The history of md5crypt

When Bill Jolitz released 386BSD-0.0 in March 1992, the Wassenaar agreement was still just an idea, and export from the USA of cryptographic source code, considered a “munition”, carried stiff penalties, so the crypt(3) function Bill supplied looked like this:

char *
crypt (k, s) char *k,*s; {
     write(2,"Crypt not present in system\n", 29);

This was obviously no good, and already a month later, along with patchkit version 2.2.3, a special patch number 50000 existed which added the right and proper DES based crypt.c to the system.

Patch 50000 is one of the few files from back then I don’t have a copy of, but I am pretty certain that it contains a verbatim copy of crypt.c from the 4.4-Lite release. (ie: this file)

By june a CVS tree has overtaken the patch-kit, and after a few days the 4.4-Lite crypt.c is added to it, only to be removed a month later because of the ITAR exportability issue.

Instead a homebrew password scrambler was added to the tree, and after a few iterations of bugfixes it settled down.

Then a lot of stuff happened, including the BSD-USL lawsuit, my move to USA, and near the end of 1994 we were ramping up towards the FreeBSD 2.0 release, which I had been suckered into being release engineer for.

One of the interesting parts of my job at the time, was that I had access to a network of 120-130 PCs with 33 MHz 486 CPUs and a couple of 60 MHz Pentiums, (FDIV bug and all) and a handful of SUN/1000 servers, including 100Mbit ATM network and whatsnot.

All these PC’s ran NT3.1, but it only took me about 15 minutes to boot them all diskless from floppy disk, using the Sun servers as NFS server.

And thus, outside normal working hours, the first FreeBSD “supercomputer” cluster was born.

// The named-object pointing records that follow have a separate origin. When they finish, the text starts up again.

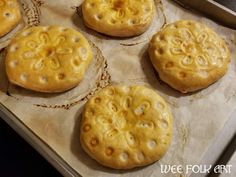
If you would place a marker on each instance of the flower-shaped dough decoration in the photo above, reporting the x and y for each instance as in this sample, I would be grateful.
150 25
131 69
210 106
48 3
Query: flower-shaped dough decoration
189 55
48 59
122 18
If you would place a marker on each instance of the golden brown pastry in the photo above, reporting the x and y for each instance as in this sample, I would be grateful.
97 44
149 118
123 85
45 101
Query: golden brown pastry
188 55
48 58
121 18
126 126
10 15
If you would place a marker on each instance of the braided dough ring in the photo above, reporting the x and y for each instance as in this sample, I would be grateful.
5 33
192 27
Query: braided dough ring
9 15
48 59
124 127
188 55
121 18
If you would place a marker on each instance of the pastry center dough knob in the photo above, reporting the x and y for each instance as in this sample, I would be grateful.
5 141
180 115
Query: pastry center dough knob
49 52
120 4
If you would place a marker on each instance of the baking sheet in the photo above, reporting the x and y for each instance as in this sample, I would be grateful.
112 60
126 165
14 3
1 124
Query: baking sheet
55 118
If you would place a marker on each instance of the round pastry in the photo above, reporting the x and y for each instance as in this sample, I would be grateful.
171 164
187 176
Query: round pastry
48 58
188 55
9 15
121 18
126 126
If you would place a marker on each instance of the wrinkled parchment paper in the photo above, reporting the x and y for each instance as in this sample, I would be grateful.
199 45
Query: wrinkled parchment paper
55 118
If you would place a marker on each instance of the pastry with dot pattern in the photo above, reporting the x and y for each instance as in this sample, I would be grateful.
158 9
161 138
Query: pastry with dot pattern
120 18
189 55
126 126
48 58
10 15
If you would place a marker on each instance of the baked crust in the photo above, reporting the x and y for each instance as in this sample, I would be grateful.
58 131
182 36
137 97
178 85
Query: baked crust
48 58
126 126
121 18
189 55
10 15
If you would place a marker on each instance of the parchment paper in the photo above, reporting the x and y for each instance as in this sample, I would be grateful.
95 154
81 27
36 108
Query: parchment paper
55 118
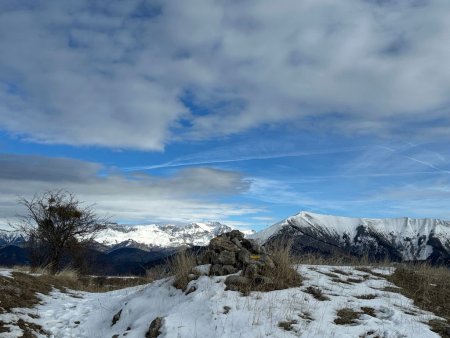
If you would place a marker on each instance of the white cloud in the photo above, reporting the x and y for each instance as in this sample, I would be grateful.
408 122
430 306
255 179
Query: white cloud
188 195
102 75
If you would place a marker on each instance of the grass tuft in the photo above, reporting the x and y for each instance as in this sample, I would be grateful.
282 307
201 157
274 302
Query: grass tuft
429 287
316 293
181 266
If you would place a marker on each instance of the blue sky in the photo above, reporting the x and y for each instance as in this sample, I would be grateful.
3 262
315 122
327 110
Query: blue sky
242 112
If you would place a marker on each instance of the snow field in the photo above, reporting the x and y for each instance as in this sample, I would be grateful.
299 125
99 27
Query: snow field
210 311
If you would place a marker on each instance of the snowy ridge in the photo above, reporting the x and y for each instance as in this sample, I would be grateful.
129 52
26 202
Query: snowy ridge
168 235
410 236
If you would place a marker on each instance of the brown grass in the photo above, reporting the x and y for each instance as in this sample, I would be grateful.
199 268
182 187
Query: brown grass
283 275
287 325
429 288
316 293
181 266
21 289
367 296
346 316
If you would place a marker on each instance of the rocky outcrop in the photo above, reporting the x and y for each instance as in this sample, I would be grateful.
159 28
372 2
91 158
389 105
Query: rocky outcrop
230 253
155 328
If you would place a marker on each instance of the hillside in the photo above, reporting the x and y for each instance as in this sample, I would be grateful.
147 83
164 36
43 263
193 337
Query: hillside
397 239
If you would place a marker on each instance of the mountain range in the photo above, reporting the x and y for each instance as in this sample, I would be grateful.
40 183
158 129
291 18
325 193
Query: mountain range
396 239
131 249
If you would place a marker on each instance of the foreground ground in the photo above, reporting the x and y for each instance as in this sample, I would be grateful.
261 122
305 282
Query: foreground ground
332 302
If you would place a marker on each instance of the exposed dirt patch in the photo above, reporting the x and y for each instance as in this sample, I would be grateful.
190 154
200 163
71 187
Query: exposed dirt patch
316 293
287 325
367 296
346 316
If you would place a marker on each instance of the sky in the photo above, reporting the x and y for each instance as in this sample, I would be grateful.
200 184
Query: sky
243 112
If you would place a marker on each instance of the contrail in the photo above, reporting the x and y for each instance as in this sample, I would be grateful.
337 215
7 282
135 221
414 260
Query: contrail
240 159
427 164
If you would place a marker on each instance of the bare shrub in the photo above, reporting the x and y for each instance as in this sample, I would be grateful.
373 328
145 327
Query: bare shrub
57 225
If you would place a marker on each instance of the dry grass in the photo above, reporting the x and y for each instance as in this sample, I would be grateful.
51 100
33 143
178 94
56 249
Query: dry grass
349 316
346 316
283 275
316 293
21 291
287 325
181 266
367 296
157 272
429 287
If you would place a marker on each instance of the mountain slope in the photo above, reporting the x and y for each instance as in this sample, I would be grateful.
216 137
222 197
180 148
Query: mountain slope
156 236
401 239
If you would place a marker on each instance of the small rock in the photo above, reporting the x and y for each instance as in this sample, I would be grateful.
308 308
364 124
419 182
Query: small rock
251 271
229 269
237 242
155 328
235 234
243 256
116 317
193 288
226 258
234 282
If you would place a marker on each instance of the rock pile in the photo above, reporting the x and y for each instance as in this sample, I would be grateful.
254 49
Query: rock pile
230 253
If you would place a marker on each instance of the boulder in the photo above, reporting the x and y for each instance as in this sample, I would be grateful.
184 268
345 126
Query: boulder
226 258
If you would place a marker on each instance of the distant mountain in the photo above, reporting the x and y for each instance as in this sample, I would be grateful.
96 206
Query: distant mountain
148 237
398 239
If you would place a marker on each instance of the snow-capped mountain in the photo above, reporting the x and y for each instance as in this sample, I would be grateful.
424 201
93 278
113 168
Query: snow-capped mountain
157 236
405 239
8 237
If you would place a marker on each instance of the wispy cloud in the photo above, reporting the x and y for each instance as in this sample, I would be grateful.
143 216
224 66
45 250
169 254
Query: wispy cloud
193 194
108 76
205 158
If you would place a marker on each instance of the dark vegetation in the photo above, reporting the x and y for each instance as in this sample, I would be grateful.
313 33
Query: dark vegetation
58 227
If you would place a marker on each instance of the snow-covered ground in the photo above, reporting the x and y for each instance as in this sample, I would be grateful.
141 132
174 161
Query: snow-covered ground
210 311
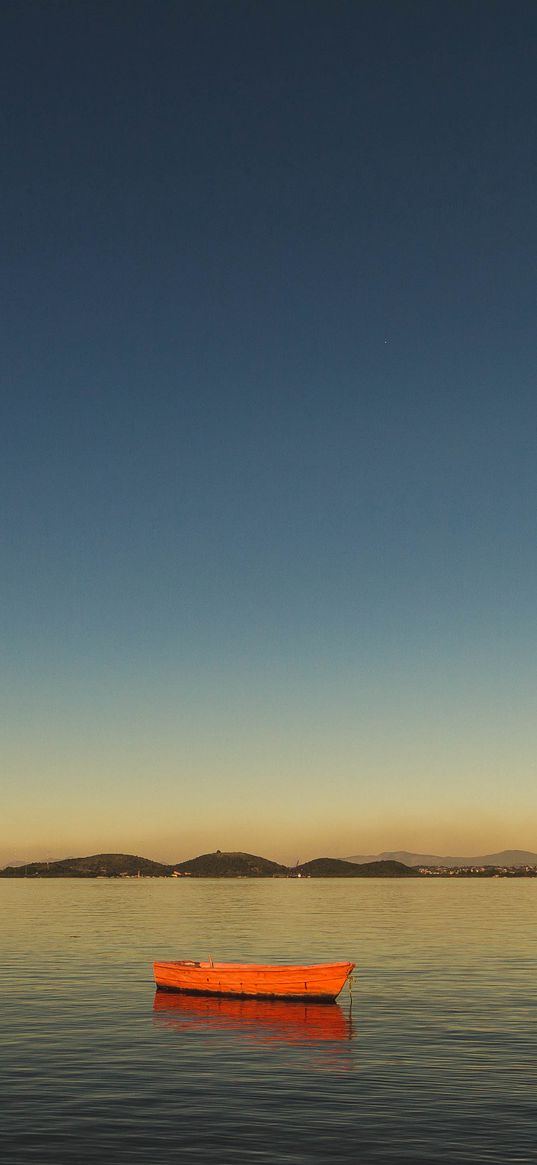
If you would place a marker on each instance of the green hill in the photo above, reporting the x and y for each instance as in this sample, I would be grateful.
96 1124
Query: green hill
334 867
231 865
97 866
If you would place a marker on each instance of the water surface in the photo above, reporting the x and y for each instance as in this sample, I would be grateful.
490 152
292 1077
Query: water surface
431 1059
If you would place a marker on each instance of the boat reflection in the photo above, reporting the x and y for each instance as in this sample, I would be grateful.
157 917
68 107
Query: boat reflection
260 1019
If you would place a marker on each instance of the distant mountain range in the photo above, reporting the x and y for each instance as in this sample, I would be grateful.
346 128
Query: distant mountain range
400 863
218 865
504 858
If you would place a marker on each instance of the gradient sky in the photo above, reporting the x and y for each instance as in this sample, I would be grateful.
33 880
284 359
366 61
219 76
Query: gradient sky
268 466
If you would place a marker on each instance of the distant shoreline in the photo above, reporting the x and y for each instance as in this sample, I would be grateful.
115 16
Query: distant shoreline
238 865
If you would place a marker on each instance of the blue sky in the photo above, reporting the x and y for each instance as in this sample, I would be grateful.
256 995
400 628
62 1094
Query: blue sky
268 422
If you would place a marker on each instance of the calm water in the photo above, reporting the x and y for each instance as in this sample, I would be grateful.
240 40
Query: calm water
433 1061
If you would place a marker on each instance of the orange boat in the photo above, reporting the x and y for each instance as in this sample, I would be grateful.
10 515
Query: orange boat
320 982
265 1021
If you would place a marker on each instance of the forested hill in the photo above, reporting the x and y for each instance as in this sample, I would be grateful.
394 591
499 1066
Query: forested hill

I had a lot of fun with that.

Later I used it for real work too, for instance to demonstrate how fragile TCP was in Solaris 2.3 and general stress testing of the network for our system.

But of course, mostly I used it to have fun, for instance by compiling all of FreeBSD in 21 or 22 minutes, a record not broken for many, many years.

I also used the cluster to see how many crypt(3) calls I could do per second, and as should be obvious if you read it, the above function is actually really really fast.

That worried me.

Running the same statistical tests I had used to point out flaws in credit-card PIN code algorithms when I worked at an oil company, I realized that it was also really really lousy.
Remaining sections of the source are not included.